Two months ago, I had a choice to make between two options: Emory or Vanderbilt? I made out lists of pro's and con's. I swung from one pole to the other. I also led friends to believe I had sided one way, then did a 180 by the next time I talked to them.

As a concise recap - because neither you nor I are much interested in being drug through details here (relive the crowded thoughts? No way!) - Vanderbilt had money, prestige, and one particularly great faculty member to boast. Downsides: they held all their classes in one room; their graduates' placements weren't stellar; one Vandy drop-out told me she never felt connected there; I felt like if I went there it'd be for the wrong reasons. Emory's pro's: I am enamored with Atlanta. Not sure why. It seems to hold the same city mystique that drew me to Columbia. Emory was far more responsive to me in the beginning stages of applying. I started picturing myself as a scholar there. By the time Vanderbilt became a possible reality, my Emory baby was past the zygote stage. Hard to kill a life that's already gestated. Emory also seems to hold a little more clout among soc circles. Also their faculty are uber friendly and I have the one I want to emulate already pegged (hopefully she's not reading this blog!). So Emory's cons kind of never took form for me.

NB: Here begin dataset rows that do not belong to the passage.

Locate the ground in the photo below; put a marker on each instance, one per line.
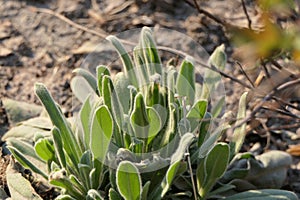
(38, 45)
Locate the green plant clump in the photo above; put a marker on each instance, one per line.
(147, 133)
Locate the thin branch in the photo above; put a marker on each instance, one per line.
(245, 74)
(206, 13)
(247, 15)
(104, 35)
(68, 21)
(266, 98)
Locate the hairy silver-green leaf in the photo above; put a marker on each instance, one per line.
(214, 166)
(196, 113)
(184, 143)
(88, 77)
(127, 62)
(101, 132)
(59, 147)
(121, 83)
(58, 120)
(19, 187)
(101, 71)
(185, 84)
(129, 181)
(240, 132)
(44, 149)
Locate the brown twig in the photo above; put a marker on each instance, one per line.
(266, 98)
(104, 35)
(204, 12)
(247, 15)
(244, 73)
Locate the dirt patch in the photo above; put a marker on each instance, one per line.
(40, 47)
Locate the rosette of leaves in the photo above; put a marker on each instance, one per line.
(147, 133)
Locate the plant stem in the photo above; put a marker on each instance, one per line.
(191, 172)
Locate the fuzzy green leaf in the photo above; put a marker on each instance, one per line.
(129, 181)
(59, 147)
(240, 132)
(85, 120)
(196, 113)
(215, 165)
(19, 187)
(44, 149)
(58, 120)
(185, 84)
(101, 71)
(101, 132)
(88, 77)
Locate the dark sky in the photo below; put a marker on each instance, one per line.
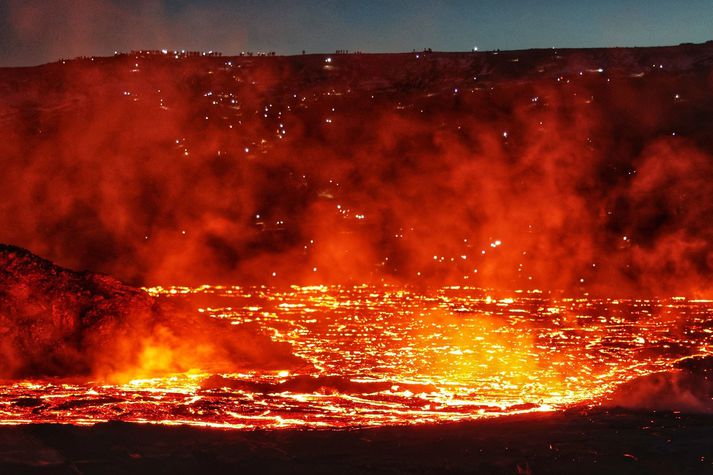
(37, 31)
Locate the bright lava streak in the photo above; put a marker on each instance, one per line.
(381, 355)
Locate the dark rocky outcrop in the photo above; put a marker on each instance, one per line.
(57, 322)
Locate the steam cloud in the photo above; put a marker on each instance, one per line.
(552, 169)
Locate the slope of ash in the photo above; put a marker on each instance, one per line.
(57, 322)
(591, 167)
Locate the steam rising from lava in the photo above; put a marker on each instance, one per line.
(57, 322)
(523, 169)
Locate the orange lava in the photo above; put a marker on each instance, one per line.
(393, 355)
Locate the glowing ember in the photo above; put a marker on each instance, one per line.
(394, 355)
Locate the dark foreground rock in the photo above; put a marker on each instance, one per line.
(582, 443)
(57, 322)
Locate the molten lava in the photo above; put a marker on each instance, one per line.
(393, 355)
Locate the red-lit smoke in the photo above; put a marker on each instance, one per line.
(551, 169)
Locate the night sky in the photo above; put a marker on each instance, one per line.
(39, 31)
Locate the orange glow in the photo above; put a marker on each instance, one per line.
(388, 355)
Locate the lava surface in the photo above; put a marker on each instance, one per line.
(387, 355)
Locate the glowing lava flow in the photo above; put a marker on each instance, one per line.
(392, 355)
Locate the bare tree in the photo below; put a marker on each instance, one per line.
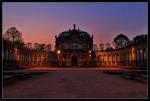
(29, 45)
(107, 45)
(12, 34)
(95, 48)
(49, 46)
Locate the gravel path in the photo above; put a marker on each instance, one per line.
(75, 84)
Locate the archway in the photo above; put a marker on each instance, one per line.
(74, 60)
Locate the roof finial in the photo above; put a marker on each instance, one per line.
(74, 26)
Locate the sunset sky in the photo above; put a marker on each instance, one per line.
(40, 22)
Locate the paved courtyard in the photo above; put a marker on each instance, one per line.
(75, 84)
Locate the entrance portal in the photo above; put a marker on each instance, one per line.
(74, 60)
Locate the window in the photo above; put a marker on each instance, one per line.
(74, 45)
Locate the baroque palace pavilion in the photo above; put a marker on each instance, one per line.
(75, 48)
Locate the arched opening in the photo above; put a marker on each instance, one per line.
(74, 60)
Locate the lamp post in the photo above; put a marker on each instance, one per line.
(89, 57)
(58, 53)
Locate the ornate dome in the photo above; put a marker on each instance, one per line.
(69, 32)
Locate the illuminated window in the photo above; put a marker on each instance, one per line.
(74, 45)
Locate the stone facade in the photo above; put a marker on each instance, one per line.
(75, 47)
(132, 55)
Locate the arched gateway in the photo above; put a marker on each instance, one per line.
(74, 60)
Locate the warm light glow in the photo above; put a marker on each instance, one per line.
(58, 52)
(89, 51)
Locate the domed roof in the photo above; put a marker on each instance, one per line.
(69, 32)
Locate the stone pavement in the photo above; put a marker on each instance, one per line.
(75, 84)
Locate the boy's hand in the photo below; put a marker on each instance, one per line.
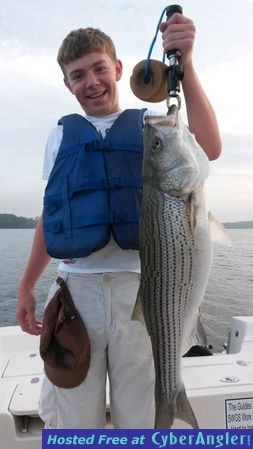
(179, 33)
(25, 312)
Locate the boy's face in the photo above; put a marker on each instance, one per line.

Two months after turning in my official decisions to both schools, I have repeatedly felt peace with my decision to go to Emory. I get excited when I'm on the phone discussing my master's thesis with my hope-to-be advisor. She gives real guidance! Woo hoo! I get excited by the virtual book club emails one faculty has set up with three of us (the other two students not in my cohort). I get excited, excited, excited..........

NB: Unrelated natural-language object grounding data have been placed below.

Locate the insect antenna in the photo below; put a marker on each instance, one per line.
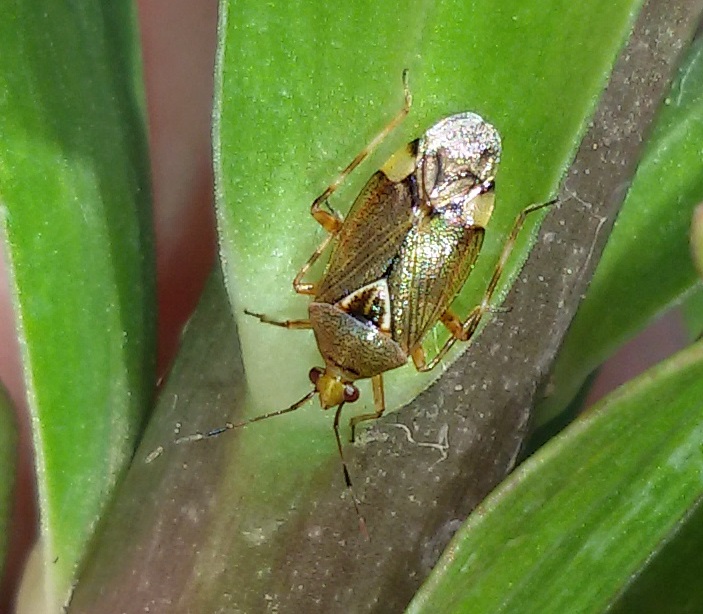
(347, 477)
(235, 425)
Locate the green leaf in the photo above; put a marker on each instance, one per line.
(579, 520)
(75, 212)
(646, 266)
(8, 455)
(283, 133)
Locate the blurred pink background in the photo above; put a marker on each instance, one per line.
(178, 40)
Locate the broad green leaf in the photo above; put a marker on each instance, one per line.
(8, 454)
(646, 266)
(578, 522)
(75, 213)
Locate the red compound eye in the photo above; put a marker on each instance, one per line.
(351, 393)
(315, 374)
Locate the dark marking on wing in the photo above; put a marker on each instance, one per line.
(370, 238)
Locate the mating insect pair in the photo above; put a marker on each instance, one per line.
(398, 260)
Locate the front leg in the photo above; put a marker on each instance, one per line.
(379, 404)
(291, 324)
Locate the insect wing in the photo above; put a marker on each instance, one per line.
(433, 264)
(369, 239)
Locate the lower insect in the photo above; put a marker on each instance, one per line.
(397, 262)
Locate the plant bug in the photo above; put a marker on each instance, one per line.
(397, 262)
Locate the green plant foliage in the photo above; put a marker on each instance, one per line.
(577, 523)
(646, 266)
(75, 213)
(8, 454)
(288, 118)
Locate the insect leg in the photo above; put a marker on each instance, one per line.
(300, 324)
(345, 470)
(463, 331)
(331, 221)
(299, 285)
(378, 401)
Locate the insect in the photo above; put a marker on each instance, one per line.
(397, 262)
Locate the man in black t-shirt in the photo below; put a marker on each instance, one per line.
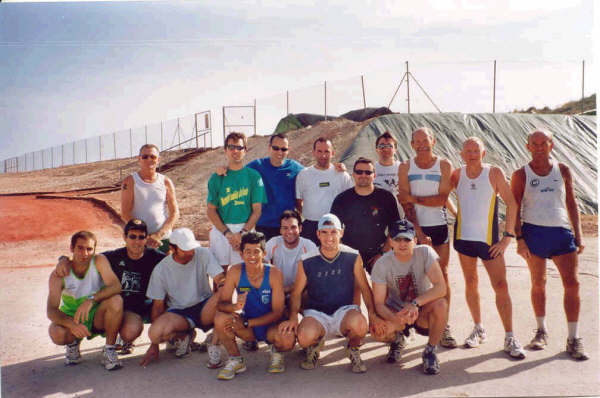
(366, 213)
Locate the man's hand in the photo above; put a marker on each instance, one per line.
(83, 311)
(151, 355)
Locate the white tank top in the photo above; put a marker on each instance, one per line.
(150, 202)
(477, 218)
(426, 182)
(544, 199)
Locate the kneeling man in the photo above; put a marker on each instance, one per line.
(409, 290)
(86, 302)
(260, 298)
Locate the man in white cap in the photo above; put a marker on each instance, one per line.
(182, 298)
(329, 276)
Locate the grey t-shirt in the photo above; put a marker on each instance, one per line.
(184, 285)
(405, 281)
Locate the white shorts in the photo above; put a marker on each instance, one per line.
(331, 323)
(220, 247)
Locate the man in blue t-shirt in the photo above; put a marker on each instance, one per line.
(279, 176)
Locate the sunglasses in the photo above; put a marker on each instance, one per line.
(138, 237)
(279, 148)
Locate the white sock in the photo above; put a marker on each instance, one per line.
(541, 320)
(573, 329)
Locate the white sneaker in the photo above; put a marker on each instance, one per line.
(476, 337)
(110, 359)
(513, 348)
(72, 354)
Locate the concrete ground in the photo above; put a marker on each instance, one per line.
(33, 366)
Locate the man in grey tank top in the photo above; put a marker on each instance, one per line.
(551, 228)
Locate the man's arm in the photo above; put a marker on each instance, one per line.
(572, 208)
(127, 198)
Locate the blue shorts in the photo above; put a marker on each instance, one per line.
(547, 242)
(193, 315)
(472, 248)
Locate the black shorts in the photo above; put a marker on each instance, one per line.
(437, 233)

I'm thankful that choices come to a decision-point, and that God makes it so you can happily live with your choice. What would it be like if choices just hung around like flies at a picnic (hated guests), never coming to a crux? Or, what if decisions could kill you with regret afterwards? But thanks be to God, who keeps life in flux, who keeps time rolling, and who enables us to live with our decision, past regrets and worries. He's got us.